Le cuento mi tragedia, amigo Romeo,

Me llamo Yldefonso… mi apellido no viene al caso. Tengo 43 años. Como usted, estoy “felizmente divorciado”, aunque en mi caso esa felicidad tardó como seis meses en florecer, después de otros seis meses de lloriqueos y de pasarme todo el tiempo libre encerrado en casa viendo la colección completa de Sex and the City, que era la serie favorita de mi ex.

Una noche tuve un sueño muy raro: me encontraba en Nueva York, un sitio donde jamás he estado, y, en el sueño, vi claramente cómo caminaba por esas calles de Manhattan rodeadas por todas partes de enormes rascacielos, una imagen que de seguro mi cerebro habrá extraído de múltiples películas o incluso de la misma Sex and the City.

De pronto el sueño dio un salto y, sin ningún tipo de explicación, me encontré conversando agradablemente con una chica mientras los dos bebíamos lo que parecían ser unos refrescos de frutas en un café al aire libre.

La chica era rubia, delgada y llevaba espejuelos.

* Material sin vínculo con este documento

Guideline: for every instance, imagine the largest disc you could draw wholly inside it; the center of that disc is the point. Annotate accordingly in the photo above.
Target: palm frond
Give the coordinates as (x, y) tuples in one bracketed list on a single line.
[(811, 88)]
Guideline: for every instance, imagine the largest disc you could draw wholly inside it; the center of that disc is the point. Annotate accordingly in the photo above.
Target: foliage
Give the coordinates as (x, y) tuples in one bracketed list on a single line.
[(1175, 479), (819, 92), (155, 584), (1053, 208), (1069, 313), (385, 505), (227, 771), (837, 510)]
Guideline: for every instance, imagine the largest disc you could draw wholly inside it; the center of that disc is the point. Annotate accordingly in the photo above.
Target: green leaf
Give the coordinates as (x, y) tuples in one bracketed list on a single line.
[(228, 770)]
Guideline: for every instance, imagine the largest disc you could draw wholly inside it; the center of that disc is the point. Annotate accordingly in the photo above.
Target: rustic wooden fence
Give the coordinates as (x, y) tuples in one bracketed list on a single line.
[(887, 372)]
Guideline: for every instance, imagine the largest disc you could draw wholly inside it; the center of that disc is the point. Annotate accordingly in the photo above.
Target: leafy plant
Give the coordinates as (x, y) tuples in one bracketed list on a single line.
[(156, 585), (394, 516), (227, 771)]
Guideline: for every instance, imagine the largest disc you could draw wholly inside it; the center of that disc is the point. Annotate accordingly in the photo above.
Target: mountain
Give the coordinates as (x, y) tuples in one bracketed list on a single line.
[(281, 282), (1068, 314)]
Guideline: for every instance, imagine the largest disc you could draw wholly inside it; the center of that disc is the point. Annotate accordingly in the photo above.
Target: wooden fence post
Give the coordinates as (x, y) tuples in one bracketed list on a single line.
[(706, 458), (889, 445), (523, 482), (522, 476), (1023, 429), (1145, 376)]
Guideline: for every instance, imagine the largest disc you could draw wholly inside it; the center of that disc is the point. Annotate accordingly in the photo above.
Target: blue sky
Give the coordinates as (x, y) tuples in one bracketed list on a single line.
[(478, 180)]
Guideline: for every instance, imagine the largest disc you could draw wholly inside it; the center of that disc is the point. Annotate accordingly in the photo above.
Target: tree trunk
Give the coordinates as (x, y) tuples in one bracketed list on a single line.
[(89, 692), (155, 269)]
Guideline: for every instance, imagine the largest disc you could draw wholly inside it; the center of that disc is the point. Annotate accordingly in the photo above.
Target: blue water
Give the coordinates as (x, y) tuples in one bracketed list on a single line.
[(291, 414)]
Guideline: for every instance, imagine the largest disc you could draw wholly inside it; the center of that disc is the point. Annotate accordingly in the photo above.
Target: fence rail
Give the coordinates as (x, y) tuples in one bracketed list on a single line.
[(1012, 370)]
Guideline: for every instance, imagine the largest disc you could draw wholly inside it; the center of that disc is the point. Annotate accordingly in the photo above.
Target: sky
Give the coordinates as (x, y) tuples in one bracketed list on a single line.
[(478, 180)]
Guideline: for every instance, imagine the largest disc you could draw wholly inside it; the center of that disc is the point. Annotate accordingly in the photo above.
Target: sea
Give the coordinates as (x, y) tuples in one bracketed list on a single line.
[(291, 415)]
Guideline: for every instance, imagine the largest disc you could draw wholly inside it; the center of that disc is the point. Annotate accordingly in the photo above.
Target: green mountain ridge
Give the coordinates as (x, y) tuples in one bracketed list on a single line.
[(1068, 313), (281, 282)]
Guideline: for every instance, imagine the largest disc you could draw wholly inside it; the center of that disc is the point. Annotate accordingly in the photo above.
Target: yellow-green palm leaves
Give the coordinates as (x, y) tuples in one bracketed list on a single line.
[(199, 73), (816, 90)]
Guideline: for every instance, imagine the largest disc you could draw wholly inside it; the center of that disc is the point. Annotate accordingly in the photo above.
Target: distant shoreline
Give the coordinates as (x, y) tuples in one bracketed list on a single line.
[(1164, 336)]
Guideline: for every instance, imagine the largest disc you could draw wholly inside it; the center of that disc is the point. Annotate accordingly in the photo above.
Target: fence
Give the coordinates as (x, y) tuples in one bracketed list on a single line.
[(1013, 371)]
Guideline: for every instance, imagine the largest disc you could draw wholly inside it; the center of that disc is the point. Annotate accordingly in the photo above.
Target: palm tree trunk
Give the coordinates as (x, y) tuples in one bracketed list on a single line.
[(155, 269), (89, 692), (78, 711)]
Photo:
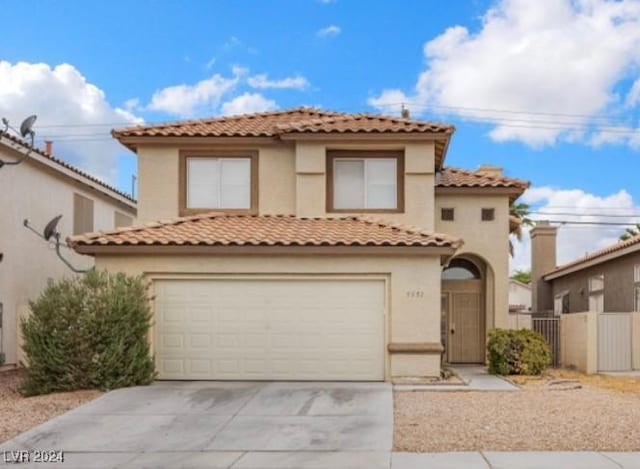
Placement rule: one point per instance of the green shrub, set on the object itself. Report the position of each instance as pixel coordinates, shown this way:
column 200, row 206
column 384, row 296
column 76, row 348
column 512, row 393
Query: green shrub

Reía espontáneamente ante cualquier cosa que yo le dijera, a diferencia de mi esposa, cuyas risas parecían replicar la frecuencia de un eclipse lunar o algún otro fenómeno atmosférico.

Terminados los refrescos, los dos nos levantamos de nuestro asientos, y allí me percaté que era una chica alta. Llevaba puesta una especie de minifalda que le quedaba de lo más bien. Es decir, ella era una especie de Cameron Díaz, pero un poco más bonita y simpática. Se despidió de mí dándome un casto besito en la mejilla.

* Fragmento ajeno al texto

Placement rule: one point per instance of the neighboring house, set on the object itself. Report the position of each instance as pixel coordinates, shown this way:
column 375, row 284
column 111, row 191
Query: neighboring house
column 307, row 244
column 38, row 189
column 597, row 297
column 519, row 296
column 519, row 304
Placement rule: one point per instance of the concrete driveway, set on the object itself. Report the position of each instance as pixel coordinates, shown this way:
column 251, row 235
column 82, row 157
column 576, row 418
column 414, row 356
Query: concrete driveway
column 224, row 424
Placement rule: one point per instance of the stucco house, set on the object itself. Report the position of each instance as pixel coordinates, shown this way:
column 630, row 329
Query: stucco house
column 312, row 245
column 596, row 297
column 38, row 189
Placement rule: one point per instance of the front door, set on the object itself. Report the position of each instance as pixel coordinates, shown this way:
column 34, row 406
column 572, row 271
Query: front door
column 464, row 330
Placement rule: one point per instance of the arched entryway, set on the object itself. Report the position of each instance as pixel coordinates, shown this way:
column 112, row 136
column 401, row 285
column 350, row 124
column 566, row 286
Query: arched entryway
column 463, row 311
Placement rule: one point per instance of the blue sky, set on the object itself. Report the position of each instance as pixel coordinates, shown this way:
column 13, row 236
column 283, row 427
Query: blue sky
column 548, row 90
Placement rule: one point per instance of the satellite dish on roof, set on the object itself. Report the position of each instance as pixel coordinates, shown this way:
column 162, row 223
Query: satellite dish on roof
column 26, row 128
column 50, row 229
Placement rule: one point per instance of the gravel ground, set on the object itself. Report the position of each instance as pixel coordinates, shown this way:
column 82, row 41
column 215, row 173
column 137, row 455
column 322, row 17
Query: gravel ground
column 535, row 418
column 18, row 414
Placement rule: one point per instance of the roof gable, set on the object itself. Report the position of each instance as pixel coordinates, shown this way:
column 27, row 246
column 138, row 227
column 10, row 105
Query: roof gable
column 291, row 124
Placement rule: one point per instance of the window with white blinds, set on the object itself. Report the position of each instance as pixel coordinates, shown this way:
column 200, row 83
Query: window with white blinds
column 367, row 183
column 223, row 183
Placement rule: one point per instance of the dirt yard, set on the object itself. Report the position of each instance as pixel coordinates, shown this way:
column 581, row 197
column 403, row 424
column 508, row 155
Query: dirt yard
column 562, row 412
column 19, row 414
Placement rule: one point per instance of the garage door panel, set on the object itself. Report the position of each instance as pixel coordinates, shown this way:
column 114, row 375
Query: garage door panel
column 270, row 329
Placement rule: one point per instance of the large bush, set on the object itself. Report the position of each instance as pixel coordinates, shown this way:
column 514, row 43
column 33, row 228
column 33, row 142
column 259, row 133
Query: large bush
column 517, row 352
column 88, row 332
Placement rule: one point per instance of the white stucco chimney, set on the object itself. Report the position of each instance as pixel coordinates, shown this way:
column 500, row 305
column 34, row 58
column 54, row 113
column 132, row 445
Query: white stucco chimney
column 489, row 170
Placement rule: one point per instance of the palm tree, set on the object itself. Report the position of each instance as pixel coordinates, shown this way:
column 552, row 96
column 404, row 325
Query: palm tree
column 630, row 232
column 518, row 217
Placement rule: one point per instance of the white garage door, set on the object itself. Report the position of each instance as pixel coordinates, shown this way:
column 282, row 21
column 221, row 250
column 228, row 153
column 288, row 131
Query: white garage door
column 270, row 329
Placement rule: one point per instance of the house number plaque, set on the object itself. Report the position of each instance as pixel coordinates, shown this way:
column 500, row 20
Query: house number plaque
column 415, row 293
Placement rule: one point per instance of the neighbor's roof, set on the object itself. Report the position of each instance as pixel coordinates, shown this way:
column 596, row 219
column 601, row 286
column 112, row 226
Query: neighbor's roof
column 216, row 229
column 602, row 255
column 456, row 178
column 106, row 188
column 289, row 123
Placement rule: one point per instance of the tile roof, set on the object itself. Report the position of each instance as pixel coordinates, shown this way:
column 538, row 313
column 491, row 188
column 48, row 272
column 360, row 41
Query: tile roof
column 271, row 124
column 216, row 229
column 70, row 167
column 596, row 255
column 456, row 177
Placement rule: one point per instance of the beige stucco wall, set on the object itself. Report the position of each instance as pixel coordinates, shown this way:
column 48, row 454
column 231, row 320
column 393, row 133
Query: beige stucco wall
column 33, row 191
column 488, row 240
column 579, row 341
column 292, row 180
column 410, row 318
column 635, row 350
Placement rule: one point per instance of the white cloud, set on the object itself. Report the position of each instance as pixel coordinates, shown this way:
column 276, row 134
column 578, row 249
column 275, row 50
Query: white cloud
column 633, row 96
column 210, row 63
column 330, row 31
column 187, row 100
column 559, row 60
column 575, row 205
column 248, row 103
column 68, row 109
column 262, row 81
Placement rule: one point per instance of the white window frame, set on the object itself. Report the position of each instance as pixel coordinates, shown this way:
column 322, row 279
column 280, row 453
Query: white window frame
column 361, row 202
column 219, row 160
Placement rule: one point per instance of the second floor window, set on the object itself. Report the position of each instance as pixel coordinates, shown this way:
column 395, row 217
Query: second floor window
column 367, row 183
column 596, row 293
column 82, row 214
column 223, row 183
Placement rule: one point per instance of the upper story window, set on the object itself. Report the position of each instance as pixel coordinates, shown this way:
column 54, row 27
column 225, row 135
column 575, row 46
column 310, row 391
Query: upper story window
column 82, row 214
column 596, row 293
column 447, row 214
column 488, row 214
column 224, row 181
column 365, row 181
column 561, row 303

Esa mañana me desperté de muy buen ánimo pero, al mismo tiempo, maldiciéndome por no haberle pedido el número de teléfono o algo parecido a la chica del sueño.

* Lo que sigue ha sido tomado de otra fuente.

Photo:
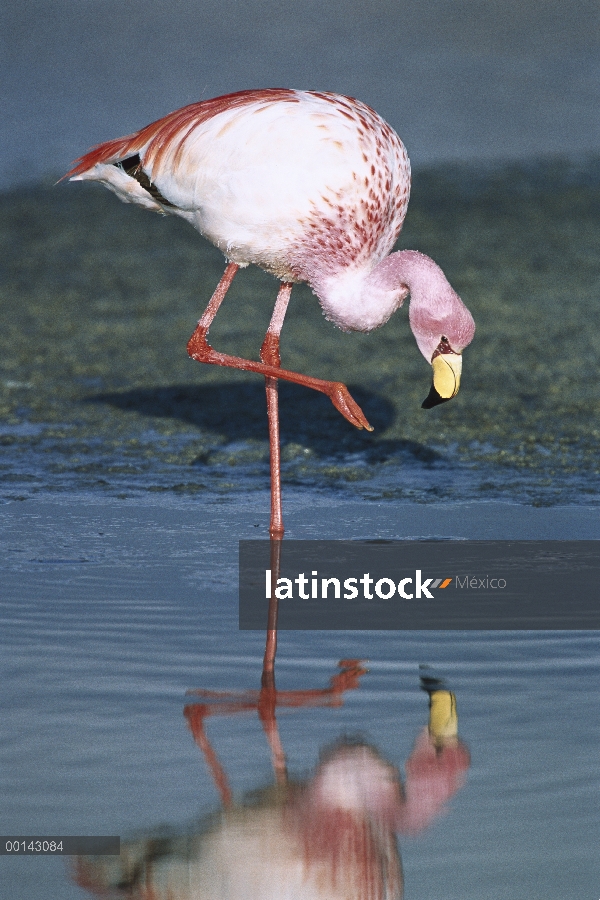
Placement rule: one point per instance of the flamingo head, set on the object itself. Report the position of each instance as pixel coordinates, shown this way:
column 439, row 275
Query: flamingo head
column 442, row 331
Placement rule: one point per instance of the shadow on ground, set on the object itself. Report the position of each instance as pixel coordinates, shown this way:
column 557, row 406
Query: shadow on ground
column 236, row 411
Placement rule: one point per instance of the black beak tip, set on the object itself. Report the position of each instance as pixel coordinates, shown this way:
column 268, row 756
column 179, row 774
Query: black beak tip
column 433, row 399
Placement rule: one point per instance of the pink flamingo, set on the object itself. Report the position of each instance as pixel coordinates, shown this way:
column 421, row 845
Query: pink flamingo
column 311, row 187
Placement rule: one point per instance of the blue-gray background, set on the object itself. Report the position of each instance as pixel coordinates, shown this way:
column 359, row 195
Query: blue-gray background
column 469, row 79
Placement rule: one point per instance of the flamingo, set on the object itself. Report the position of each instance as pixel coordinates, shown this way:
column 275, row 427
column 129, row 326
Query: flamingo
column 310, row 186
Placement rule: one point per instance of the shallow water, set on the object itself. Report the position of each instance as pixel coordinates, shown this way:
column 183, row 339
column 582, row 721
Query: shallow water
column 112, row 610
column 129, row 473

No debí preocuparme: a la noche siguiente, seguíamos en Nueva York. Como si fuera una película de Woody Allen, me vi saliendo de un cine con ella y nos pusimos a caminar cogidos de manos por las aceras recubiertas de hojas secas -era otoño-, conversando alegremente. De algún  modo llegamos a un parque de diversiones: se veía girar la rueda de la estrella, se escuchaba la música alegre de algún carrusel, se respiraba el olor a algodón dulce.

Riendo, llegamos hasta un cubículo donde me puse a tirarle pelotas de goma a una hilera de botellas que había al fondo, con tan mal puntería que solo me dieron un gran globo anaranjado como premio de consolación. Se lo brindé a ella como un regalo y ella lo aceptó casi llorando de la alegría.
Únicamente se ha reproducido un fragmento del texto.